“Her medium is energy,” was the apt comment by the Serpentine's artistic director Hans-Ulrich Obrist’s at yesterday’s (29 November) opening of Rose Wylie’s solo show of enormous exuberant canvases, which line the walls of the Serpentine Sackler Gallery. This certainly seemed a good way to sum up the animated, unruly parade of footballers, Hollywood royalty, cut-out dolls as well as Queen Elizabeth, all of which—along with rumbustious dogs, elephants and much more—have been whipped into existence with lashings of oil paint. In one painting even a park bench seems poised for liftoff, and the fact that some of the works had only recently left the studio was confirmed by a distinctly discernible whiff of oil paint.

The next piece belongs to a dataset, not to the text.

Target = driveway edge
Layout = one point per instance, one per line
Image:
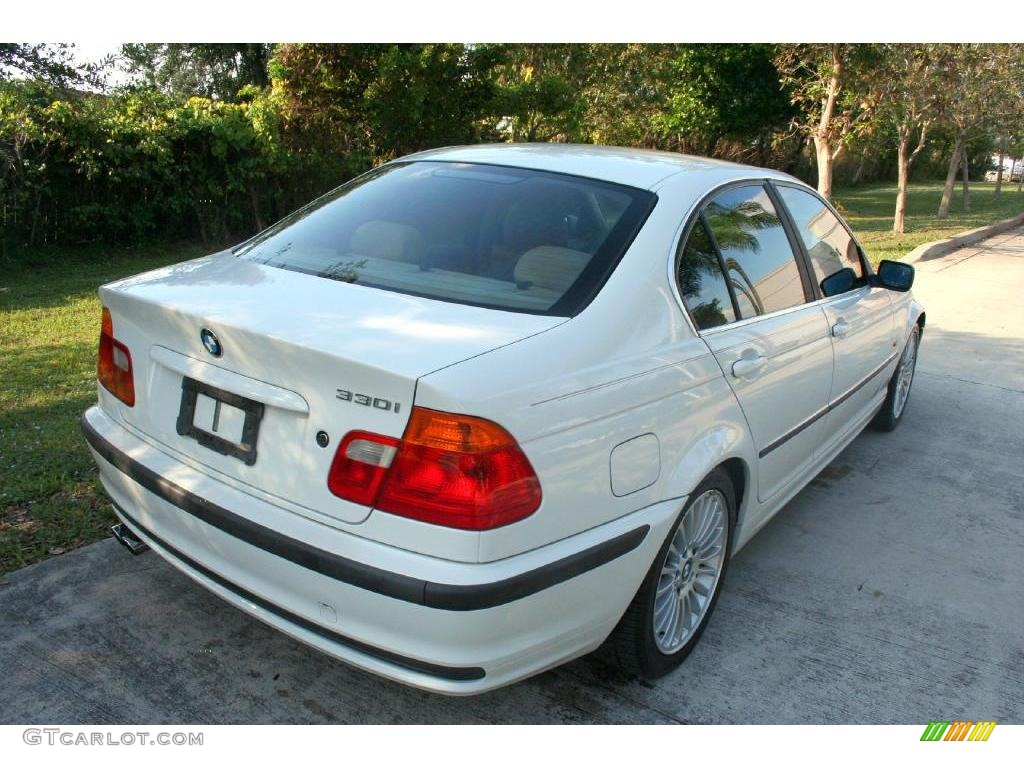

She may have recently celebrated her eighty-third birthday, but the vivacious Wylie also showed no signs of stopping throughout the morning and evening viewings of Quack Quack. (The exhibition’s title apparently refers both to the ducks on the Serpentine’s ponds and also to the ‘ack-ack’ nickname for the Second World War anti-aircraft artillery, which the artist remembers from her wartime childhood in nearby Bayswater.) Fellow artists were in abundance to pay tribute (Lynette Yiadom Boakye, Tal R and Alvaro Barrington have all contributed to the catalogue) and the famously private poet JH Prynne who has known Wylie since primary school even made a rare public appearance to read three of his evocative poems that she had specially chosen.
Along with the plaudits it was widely agreed by all present that Wylie’s reputation as both artist and force of nature was perfectly epitomised by her choice of vernissage footwear—a magnificent pair of paint splattered trainers emblazoned with a flame motif and the word HOT on front and back. Speedy and smokin’!